Bron: Echtzeitjohann, Pixabay Zo kies je een diervriendelijk kleed van schapenvacht
Omdat mensen tegenwoordig erg veel waarde hechten aan duurzaamheid, waarbinnen dierenwelzijn een grote rol speelt, wordt steeds beter gelet op de herkomst van de producten die we gebruiken. Bij het vilten van schapenvachten is het dus niet alleen zaak om te letten op de leefomstandigheden van de schapen die de ruwe
vacht leveren, maar ook kritisch te zijn op de herkomst van het gebruikte
kaardvlies. Om zeker te weten dat er geen onnodig dierenleed heeft plaatsgevonden voor de vervaardiging van een schapenkleed, zijn diverse mogelijkheden. De belangrijkste is om de herkomst van de wol te achterhalen. In landen in Zuid-Amerika en in Nieuw Zeeland bijvoorbeeld, vindt het verwijderen van de huidplooien (in ieder geval sinds 2016) niet meer plaats, omdat de infectieziekte daar vrijwel niet voorkomt. Wolproductie staat echter nog in de kinderschoenen op het gebied van duurzaamheid. De door de Australische schapenhouderij beloofde verbetering die zou worden doorgevoerd per 2010 is er helaas niet gekomen. Wel is op kleine schaal het initiatief genomen voor zogeheten New Merino, afkomstig van schapen met minder huidplooien. Deze wol is in ieder geval duurzaam en traceerbaar. In 2020 komt echter volgens de statistieken nog steeds slechts 10% van de merino wol in Australië van gegarandeerd volledig mulesing vrije schapen.

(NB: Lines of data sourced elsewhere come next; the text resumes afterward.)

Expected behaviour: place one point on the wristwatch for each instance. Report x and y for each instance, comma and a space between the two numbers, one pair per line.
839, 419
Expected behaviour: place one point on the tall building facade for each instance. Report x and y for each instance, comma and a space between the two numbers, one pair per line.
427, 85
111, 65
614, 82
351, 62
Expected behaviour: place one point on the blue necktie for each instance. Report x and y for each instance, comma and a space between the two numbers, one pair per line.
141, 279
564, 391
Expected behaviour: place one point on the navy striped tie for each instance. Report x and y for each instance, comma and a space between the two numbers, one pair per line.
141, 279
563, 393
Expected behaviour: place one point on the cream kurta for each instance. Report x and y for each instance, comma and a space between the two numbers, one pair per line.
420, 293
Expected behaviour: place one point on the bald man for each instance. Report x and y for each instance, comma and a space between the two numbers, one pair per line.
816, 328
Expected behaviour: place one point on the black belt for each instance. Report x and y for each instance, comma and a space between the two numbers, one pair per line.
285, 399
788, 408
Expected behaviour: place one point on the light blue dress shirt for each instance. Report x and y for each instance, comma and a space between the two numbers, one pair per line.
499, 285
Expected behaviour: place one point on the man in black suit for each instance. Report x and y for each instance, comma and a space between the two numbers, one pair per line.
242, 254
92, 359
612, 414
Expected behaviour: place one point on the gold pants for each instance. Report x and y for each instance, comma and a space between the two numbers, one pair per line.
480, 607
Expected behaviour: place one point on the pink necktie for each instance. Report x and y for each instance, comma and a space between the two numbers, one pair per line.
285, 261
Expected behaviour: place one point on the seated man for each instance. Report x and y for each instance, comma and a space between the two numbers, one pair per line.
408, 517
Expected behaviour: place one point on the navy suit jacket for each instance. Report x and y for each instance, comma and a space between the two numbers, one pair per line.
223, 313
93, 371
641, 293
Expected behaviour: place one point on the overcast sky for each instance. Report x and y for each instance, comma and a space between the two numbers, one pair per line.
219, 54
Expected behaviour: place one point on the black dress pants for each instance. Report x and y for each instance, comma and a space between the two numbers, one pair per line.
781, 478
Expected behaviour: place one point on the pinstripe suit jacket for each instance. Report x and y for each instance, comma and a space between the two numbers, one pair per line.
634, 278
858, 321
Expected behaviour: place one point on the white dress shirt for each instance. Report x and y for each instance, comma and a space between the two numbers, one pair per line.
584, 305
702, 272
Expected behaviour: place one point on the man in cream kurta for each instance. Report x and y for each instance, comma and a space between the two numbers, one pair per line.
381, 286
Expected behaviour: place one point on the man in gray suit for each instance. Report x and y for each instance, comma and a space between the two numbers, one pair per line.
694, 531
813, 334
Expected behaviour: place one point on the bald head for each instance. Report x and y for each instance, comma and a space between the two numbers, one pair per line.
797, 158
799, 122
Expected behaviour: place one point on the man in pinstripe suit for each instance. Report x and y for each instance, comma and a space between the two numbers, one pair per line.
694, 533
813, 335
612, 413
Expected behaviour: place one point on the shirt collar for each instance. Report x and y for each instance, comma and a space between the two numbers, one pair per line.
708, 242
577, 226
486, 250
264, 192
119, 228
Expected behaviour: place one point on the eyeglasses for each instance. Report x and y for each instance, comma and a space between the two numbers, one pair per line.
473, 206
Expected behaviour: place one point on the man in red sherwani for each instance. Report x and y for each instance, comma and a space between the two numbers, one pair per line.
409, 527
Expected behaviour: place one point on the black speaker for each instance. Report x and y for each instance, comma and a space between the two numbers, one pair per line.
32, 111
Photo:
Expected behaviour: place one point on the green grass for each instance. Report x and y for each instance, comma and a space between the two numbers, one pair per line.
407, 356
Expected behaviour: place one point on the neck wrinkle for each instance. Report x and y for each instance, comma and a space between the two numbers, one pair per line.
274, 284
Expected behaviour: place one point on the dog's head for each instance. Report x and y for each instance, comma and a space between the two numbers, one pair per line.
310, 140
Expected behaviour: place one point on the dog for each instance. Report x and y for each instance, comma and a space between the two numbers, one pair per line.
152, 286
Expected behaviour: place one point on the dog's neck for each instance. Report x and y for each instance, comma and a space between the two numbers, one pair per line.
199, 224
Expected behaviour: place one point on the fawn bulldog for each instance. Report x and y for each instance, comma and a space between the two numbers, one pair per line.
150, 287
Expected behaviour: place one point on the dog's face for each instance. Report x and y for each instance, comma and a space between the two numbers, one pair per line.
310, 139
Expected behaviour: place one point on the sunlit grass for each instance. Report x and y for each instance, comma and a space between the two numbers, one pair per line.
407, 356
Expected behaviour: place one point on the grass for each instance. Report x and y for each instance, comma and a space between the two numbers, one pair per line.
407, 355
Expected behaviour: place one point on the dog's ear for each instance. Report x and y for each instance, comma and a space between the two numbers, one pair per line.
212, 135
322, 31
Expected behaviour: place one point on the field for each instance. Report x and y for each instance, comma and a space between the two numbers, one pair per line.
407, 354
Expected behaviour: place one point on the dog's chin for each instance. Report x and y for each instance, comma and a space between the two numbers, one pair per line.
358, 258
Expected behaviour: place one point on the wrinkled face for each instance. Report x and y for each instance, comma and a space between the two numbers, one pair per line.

Dierenwelzijn van schapen in Europa
De (ruwe) vacht voor het vilten kan natuurlijk aangekocht worden via een bekende schapenhouder, zoals een kudde voor natuurbeheer of hobbymatige houder in de directe omgeving. Daar kan met eigen ogen bekeken worden hoe de schapen leven. Verder wordt het risico op dierenleed sterk teruggedrongen, zo niet gegarandeerd, als voor het vilten kaardvlies wordt gebruikt dat afkomstig is uit Europa, zoals het bergschaap dat onder andere gehouden wordt in Duitsland en Tirol. Hiermee is in ieder geval duidelijk dat het betreffende schaap behandeld wordt volgens de Europese normen voor dierenwelzijn en is uitgesloten dat de schapen ontveld worden, zoals dat in Australië gebeurt. Dat deze wol minder fijn van structuur is, heeft op het vilten van vachten geen nadelige invloed. Het is juist uitstekend voor de kwaliteit van het kleed dat de viltlaag aan de onderzijde heel stevig is.